Lactose hydrolyzed skim milk powder has the potential to become a staple value-added ingredient in snack and frozen foods because 70% of the population suffers from lactose intolerance. However, the flow behavior of lactose hydrolyzed skim milk concentrates and their resulting products need to be understood. The aim of this study was to compare two rheological modeling methods and determine which method is best for predicting rheological behavior in lactose hydrolyzed and unhydrolyzed skim milk concentrates and reconstituted powder samples. The two methods compared are the combined temperature-concentration multiple-linear regression model and the shear rate-temperature-concentration superposition principle master curve model. Prior to fitting the data to the two models, the effect of temperature was determined via the Arrhenius relationship and the effect of concentration was determined via the Exponential relationship.
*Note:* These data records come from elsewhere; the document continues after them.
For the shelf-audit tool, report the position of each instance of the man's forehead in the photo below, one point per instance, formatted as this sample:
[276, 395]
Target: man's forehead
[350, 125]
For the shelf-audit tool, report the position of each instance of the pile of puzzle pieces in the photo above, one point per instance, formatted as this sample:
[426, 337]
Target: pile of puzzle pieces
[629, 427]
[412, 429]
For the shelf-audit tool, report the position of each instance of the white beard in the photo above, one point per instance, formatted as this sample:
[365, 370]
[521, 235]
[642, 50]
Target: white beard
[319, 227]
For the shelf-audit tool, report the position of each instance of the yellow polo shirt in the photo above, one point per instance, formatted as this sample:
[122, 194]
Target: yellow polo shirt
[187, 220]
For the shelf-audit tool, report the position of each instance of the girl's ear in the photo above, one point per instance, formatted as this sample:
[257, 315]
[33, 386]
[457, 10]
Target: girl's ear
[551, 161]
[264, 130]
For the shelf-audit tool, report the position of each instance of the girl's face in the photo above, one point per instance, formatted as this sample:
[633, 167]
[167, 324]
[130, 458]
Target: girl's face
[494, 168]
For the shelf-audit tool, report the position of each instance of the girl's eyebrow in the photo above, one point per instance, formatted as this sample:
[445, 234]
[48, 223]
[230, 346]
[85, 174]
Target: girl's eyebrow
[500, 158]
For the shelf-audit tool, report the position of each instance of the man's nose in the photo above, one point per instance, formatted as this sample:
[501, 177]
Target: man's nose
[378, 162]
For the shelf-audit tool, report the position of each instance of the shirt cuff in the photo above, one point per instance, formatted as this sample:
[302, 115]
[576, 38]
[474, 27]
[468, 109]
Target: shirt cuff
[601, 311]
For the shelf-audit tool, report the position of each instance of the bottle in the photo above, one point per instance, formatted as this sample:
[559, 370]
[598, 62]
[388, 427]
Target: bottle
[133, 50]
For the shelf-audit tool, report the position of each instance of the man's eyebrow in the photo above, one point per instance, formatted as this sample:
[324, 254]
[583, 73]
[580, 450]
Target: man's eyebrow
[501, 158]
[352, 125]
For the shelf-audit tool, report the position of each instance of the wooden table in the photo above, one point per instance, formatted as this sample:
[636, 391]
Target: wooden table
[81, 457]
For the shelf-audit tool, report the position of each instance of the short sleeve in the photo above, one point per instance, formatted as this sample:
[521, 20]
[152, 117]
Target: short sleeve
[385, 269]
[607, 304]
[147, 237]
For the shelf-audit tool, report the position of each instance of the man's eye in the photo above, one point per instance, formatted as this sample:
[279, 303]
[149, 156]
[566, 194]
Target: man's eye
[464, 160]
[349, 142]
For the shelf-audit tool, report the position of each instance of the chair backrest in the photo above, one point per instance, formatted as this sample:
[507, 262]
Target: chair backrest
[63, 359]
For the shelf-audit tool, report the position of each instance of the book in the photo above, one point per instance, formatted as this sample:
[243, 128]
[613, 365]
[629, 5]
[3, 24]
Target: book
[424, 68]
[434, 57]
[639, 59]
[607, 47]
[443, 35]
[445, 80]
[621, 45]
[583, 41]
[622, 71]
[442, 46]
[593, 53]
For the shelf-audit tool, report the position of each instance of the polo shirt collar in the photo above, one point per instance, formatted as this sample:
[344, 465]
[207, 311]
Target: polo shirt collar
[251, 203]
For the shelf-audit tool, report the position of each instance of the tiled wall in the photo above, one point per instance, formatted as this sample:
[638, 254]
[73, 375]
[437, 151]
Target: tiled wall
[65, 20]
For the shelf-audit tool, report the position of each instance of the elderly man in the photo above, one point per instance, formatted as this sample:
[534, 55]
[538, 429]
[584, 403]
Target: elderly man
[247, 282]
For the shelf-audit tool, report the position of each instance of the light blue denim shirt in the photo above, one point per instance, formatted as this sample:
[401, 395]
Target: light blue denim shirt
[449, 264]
The combined temperature-concentration method resulted in a single logarithmic model for each concentrate type which yields the consistency coefficient at any temperature and concentration input. The master curve method resulted in a single Power law type model for each concentrate type that describes the overall rheological behavior of the samples. When the predicted consistency coefficients from each method were compared to the raw data, both the master curve (r = 0.973, P < 0.0001) and the combined (r = 0.940, P < 0.0001) methods showed a strong correlation to the raw data. When the results were examined by concentrate type, the master curve model had a stronger fit (P < 0.01) for the reconstituted samples compared to the combined model which did not show a statistically significant correlation to the raw data (P < 0.075). The results of this study indicate that the master curve method is superior for predicting the rheological behavior of concentrated milk samples prepared from varying methods within our tested ranges.